July 23, 2013 at 11:19 am
AFTER INSERT TRIGGER WON'T FIRE
The same trigger exists on 35 other tables working perfectly.
Why won't this one fire?
USE [UVAHS_Metadata]
GO
/****** Object: Trigger [mdl].[Item_After_Insert_Trgr] Script Date: 07/23/2013 13:14:41 ******/
SET ANSI_NULLS ON
GO
SET QUOTED_IDENTIFIER ON
GO
-- Trigger: Item_After_Insert_Trgr
ALTER TRIGGER [mdl].[Item_After_Insert_Trgr] ON [mdl].[Item]
AFTER INSERT
AS
BEGIN
UPDATE mdl.Item
SET Item.Item_Updt_Dtm = GETDATE (),
Item.Item_Add_User_PK =
(SELECT UVAHS_User_PK FROM mdl.UVAHS_User
WHERE (UVAHS_User.UVAHS_User_Id = LTRIM(RTRIM(REPLACE(SYSTEM_USER,'HSCDOM\', ' '))) )),
Item.Item_Updt_User_PK =
(SELECT UVAHS_User_PK FROM mdl.UVAHS_User
WHERE (UVAHS_User.UVAHS_User_Id = LTRIM(RTRIM(REPLACE(SYSTEM_USER,'HSCDOM\', ' '))) ))
FROM inserted i
WHEREItem.Item_PK = i.Item_PK
END
July 23, 2013 at 11:44 am
i think the issue is really that the trigger is not updating anything, right, and not that the trigger does not fire?

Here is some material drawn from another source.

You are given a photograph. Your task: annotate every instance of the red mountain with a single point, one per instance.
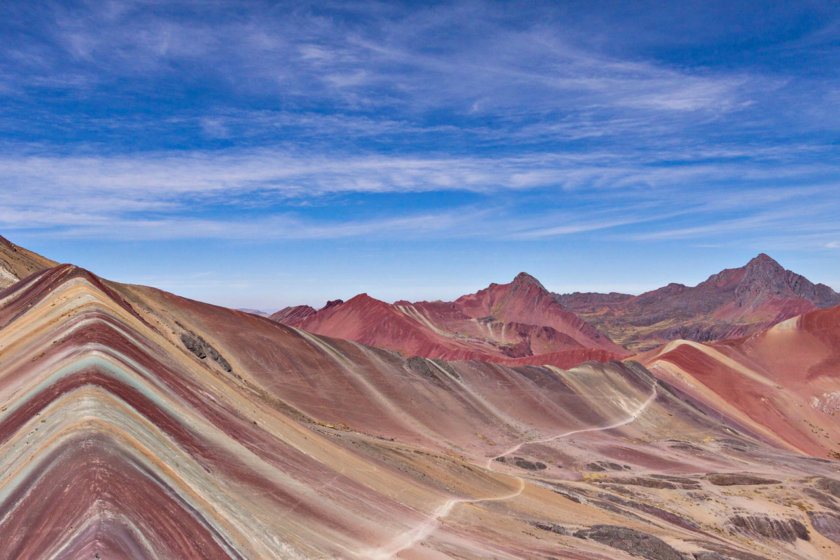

my first guess would be that the inner condition is not being satisfied in that subquery;
is there any data at all in mdl.UVAHS_User so that when this query gets satisfied by finding a row?
SELECT UVAHS_User_PK
FROM mdl.UVAHS_User
WHERE (UVAHS_User.UVAHS_User_Id = LTRIM(RTRIM(REPLACE(SYSTEM_USER, 'HSCDOM\', ' '))))
Lowell
July 23, 2013 at 11:47 am
Besides wondering why this is being done in a trigger, I am wondering why this trigger is written in such a way as to assume that every insert is a single row insert... because this one will fail for any multiple row inserts.
edit: well .. maybe not, depending on certain assumptions, but the logic of this methodology is not readily apparent.
The probability of survival is inversely proportional to the angle of arrival.
July 23, 2013 at 11:53 am
i'd consider rewriting the trigger to support multiple rows by joining to the tables instead .
something like this looks right to me:
edit: Exactly what sturner was thinking. I'm too slow!, at least i added an example though, might help a bit!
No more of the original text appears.